Avec cette histoire en 5 tomes, cet auteur trentenaire a débuté en 2001 et nous présente sa cinquième œuvre (sa 4e en solo). Il s’agit de son premier titre chez Kodansha, après avoir travaillé chez Shôgakukan pour ses œuvres précédentes. Green Blood vient tout juste de s’achever au Japon après 2 ans de publication dans les pages de l’hebdomadaire Young magazine (Akira, Higanjima, XXX Holic) destiné aux adultes et jeunes adultes. En France, chez Ki-oon, il sera publié tous les 3 mois.
Voilà pour les informations de base, en route pour les premières impressions à la lecture du tome 1 !
Vivre et survivre à Five Points…
Manhattan, fin du XIXe siècle. Le rêve américain bat son plein, quelques décennies après la ruée vers l’or. Le pays s’enrichit à vitesse grand V et les immigrés européens continuent d’arriver en masse pour s’entasser sur le port de New York, la tête pleine d’espoir et de rêves suscités par le Nouveau Continent. Mais la réalité est tout autre : ces étrangers sont mis au rebut, entassés dans des bidonvilles et victimes de discrimination. Le quartier de Five Points est le pire d’entre-tous. La misère, la criminalité et la prostitution règnent sur ce 6e district et les gangs font la loi, aidés par une police corrompue et des politiciens véreux.
Dans cet enfer, le jeune Luke Burns s’efforce de survivre en restant honnête et courageux. Mais ce jeune docker n’est pas dupe pour autant et voit bien le mal qui ronge Five Points : il porte le nom de Grave Diggers, le clan mafieux le plus dangereux de la ville. Luke vit au jour le jour avec son grand frère, Brad, qui semble se la couler douce et profiter de l’argent durement gagné par Luke. Mais il cache une seconde identité, beaucoup moins légère : il est l’assassin attitré des Grave Diggers, et porte le nom de Grim Reaper.
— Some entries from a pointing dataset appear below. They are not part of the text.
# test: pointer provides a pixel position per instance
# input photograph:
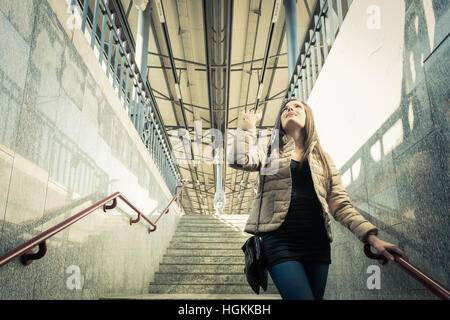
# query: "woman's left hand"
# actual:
(383, 247)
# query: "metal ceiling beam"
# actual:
(165, 31)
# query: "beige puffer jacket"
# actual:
(278, 186)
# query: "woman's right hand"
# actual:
(251, 117)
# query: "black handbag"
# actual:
(255, 269)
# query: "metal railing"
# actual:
(315, 50)
(431, 284)
(109, 34)
(25, 251)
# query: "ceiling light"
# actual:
(276, 11)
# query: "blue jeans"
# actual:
(300, 281)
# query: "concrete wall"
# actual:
(381, 104)
(65, 143)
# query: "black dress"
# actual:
(302, 235)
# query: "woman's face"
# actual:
(293, 116)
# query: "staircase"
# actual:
(205, 261)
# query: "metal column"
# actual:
(290, 8)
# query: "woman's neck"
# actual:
(299, 139)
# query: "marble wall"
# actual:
(382, 107)
(66, 143)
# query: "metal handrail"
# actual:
(25, 250)
(431, 284)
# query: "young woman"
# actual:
(298, 198)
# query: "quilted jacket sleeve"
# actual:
(245, 153)
(343, 211)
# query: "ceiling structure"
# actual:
(219, 52)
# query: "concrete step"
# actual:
(197, 296)
(205, 252)
(243, 288)
(171, 259)
(201, 268)
(205, 245)
(200, 278)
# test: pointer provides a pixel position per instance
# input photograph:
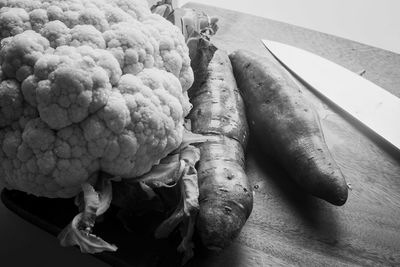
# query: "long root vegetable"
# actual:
(286, 126)
(226, 198)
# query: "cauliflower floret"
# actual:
(87, 85)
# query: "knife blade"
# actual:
(363, 100)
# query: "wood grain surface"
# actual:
(288, 227)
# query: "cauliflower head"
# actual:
(87, 85)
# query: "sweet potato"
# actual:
(286, 126)
(225, 199)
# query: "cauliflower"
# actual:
(87, 85)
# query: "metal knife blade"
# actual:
(365, 101)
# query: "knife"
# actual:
(363, 100)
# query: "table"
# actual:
(286, 227)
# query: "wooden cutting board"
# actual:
(289, 228)
(286, 226)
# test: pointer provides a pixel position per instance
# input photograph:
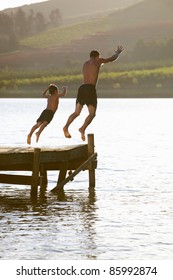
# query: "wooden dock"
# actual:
(68, 160)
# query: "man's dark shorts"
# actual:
(46, 115)
(87, 95)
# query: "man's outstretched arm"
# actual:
(113, 57)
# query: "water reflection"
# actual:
(45, 227)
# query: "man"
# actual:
(87, 92)
(52, 94)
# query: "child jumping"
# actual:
(52, 94)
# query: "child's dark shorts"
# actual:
(87, 95)
(46, 115)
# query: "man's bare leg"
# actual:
(88, 120)
(72, 117)
(44, 124)
(31, 132)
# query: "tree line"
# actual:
(152, 50)
(19, 25)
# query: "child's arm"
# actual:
(63, 93)
(46, 93)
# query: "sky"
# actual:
(5, 4)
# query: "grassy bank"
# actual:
(29, 84)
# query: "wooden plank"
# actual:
(73, 174)
(35, 169)
(15, 179)
(90, 152)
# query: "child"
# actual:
(52, 94)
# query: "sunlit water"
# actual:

Chaque nuit il enfile son costume noir, son long manteau, son pistolet muni d’une lame et il exécute les contrats du gang pour 10 dollars par tête, ni plus ni moins. Bien décidé à se salir les mains afin de préserver son frère et d’exécuter une vengeance mystérieuse, Brad exécute le sale boulot à l’abri des regards. Mais il a beau s’enfoncer un peu plus chaque soir dans une marre de sang, il n’en a pas perdu son âme pour autant. Néanmoins, son désir de justice ne va pas être longtemps compatible avec son métier d’assassin…
Une vision de l’enfer…
On y retrouve des hommes commandés par leurs plus bas instincts, dans un défilé de péchés capitaux où la colère, l’avarice et la luxure dévorent les plus faibles. Dans cette Amérique qui débute son industrialisation, les avancées économiques et technologiques ne sont pas encore arrivées au bas de l’échelle sociale, qui a toujours le nez dans la boue. L’effervescence de l’île de Manhattan profite donc à une nation en plein boom et aux natifs qui voient les nouvelles communautés étrangères d’un très mauvais oeil et mère de tous leur maux.
Ici ce sont les irlandais au sang vert, le fameux Green Blood, qui sont spécialement mis au rebut, mais ils ne furent pas les seuls : anciens esclaves afro-américains désormais libres, juifs, italiens, etc. Tous ces immigrants s’entassent dans ce vieux quartier où les brigands règnent et dont les gangs se nourrissent de cette exclusion. Ils ont également compris que le sang, la terreur et la corruption s’avèrent d’excellents méthode de gestion et d’enrichissement.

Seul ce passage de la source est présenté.